TL;DR

  • Newrez plans to recognize certain crypto assets in non-QM mortgage qualification starting February 2026, allowing borrowers to demonstrate financial strength without selling their holdings.
  • The policy treats crypto as a verifiable asset, not income. This cautious, crypto-aware underwriting approach leaves core mortgage risk standards unchanged.

Newrez plans to begin recognizing certain crypto holdings as part of mortgage qualification, a notable shift in how the U.S. housing finance section treats digital assets. The change is expected to take effect in February 2026. It will apply only to Newrez’s non-agency lending channel, not to government-backed mortgage programs.

Importantly, the policy does not allow borrowers to pay for homes in Bitcoin or take out loans denominated in crypto. Instead, Newrez may consider eligible digital assets during qualification, allowing borrowers to demonstrate financial strength without needing to liquidate their holdings.

The move places Newrez among a growing group of financial institutions reassessing how crypto fits into traditional credit frameworks, as more borrowers accumulate digital-asset wealth outside conventional bank accounts.

How the policy works

According to reporting across mortgage and real-estate trade publications, Newrez will incorporate crypto holdings into its Smart Series products. These non-QM offerings target borrowers who fall outside standard agency guidelines.

The updated approach allows crypto assets to be considered in mortgage underwriting as part of the borrower’s overall risk profile rather than excluded outright. Assets typically cited as eligible include Bitcoin, Ethereum, and certain U.S. dollar-pegged stablecoins, as well as spot crypto exchange-traded funds where applicable.

Eligibility, however, depends not only on the type of asset, but also on how it is held and verified. Crypto held with regulated custodians can be documented and valued. By contrast, a lender cannot assess self-custodied wallets and decentralized finance positions using the same verification standards. Hence, they are generally excluded.

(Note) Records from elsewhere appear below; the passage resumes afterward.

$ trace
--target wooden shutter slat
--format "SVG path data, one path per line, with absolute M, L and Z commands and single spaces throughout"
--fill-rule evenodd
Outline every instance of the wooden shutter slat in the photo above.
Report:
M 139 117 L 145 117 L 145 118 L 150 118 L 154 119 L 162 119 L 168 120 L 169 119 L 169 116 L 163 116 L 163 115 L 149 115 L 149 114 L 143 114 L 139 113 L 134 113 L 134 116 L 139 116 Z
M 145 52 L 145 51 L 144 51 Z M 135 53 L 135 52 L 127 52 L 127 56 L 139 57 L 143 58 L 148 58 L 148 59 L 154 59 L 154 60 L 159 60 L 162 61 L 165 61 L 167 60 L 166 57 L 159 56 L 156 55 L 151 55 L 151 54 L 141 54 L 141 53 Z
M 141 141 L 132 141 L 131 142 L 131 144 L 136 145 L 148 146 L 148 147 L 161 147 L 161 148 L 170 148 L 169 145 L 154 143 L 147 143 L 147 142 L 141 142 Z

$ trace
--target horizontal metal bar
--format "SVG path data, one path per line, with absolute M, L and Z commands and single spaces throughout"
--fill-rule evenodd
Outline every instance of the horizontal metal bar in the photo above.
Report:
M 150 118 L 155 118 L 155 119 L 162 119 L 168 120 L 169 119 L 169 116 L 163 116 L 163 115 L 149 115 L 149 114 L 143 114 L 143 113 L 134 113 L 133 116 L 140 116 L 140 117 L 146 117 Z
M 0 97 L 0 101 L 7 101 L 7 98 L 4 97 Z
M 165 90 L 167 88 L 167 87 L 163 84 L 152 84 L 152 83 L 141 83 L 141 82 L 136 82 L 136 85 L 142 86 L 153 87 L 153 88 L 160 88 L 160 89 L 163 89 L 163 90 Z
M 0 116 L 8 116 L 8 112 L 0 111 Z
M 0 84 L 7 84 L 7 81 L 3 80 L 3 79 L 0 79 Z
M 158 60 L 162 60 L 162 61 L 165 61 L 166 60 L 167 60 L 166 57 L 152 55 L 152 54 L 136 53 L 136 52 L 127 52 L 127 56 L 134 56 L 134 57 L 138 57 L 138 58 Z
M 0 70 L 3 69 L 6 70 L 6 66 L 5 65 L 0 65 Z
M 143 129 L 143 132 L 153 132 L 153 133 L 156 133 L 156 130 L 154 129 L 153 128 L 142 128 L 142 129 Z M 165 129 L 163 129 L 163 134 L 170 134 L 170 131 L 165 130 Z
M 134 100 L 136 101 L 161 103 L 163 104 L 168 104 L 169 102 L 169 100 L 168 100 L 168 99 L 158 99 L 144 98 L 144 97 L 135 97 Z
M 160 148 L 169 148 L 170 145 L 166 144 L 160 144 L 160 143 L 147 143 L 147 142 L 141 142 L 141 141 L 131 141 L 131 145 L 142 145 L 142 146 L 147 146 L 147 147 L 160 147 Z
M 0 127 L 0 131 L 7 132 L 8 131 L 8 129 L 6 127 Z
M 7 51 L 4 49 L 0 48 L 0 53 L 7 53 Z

Verification alone does not determine how the lender treats those assets in underwriting. Newrez has not positioned crypto as income or as a substitute for employment verification. Instead, the assets function similarly to volatile securities. Under this mortgage qualification approach, crypto assets support borrower assessment under conservative assumptions. They do not reshape the core structure of mortgage credit.

Why borrowers care

For crypto holders, the change addresses a long-standing friction point. Selling digital assets to qualify for a mortgage can trigger tax consequences. It can also force liquidation at unfavorable prices.

By allowing crypto assets to count toward qualification, Newrez offers a path to obtain a mortgage without selling crypto, while keeping traditional underwriting controls in place.

Mortgage professionals note that younger borrowers increasingly expect lenders to account for digital assets. They must account for savings patterns shifting away from traditional investment accounts.

Why this is happening now

In mid-2025, the Federal Housing Finance Agency directed Fannie Mae and Freddie Mac to study how they could incorporate crypto assets into risk assessments for single-family mortgages. The review signaled that the agency would no longer dismiss digital assets outright at the policy level, without immediately altering its lending rules.

Private lenders picked up on that shift in sentiment. They are not bound by agency frameworks in the same way, and that flexibility matters in practice. Newrez’s non-QM crypto mortgage initiative reflects how private channels can adapt underwriting standards more quickly than government-backed programs.

What it signals for the industry

Private lenders continue to probe the boundaries of underwriting. In essence, Newrez’s updated policy establishes a crypto-aware mortgage framework within the non-QM segment, without altering the fundamentals of mortgage risk management. The approach offers an early glimpse of how digital wealth may integrate into traditional credit markets. Carefully, and on constrained terms.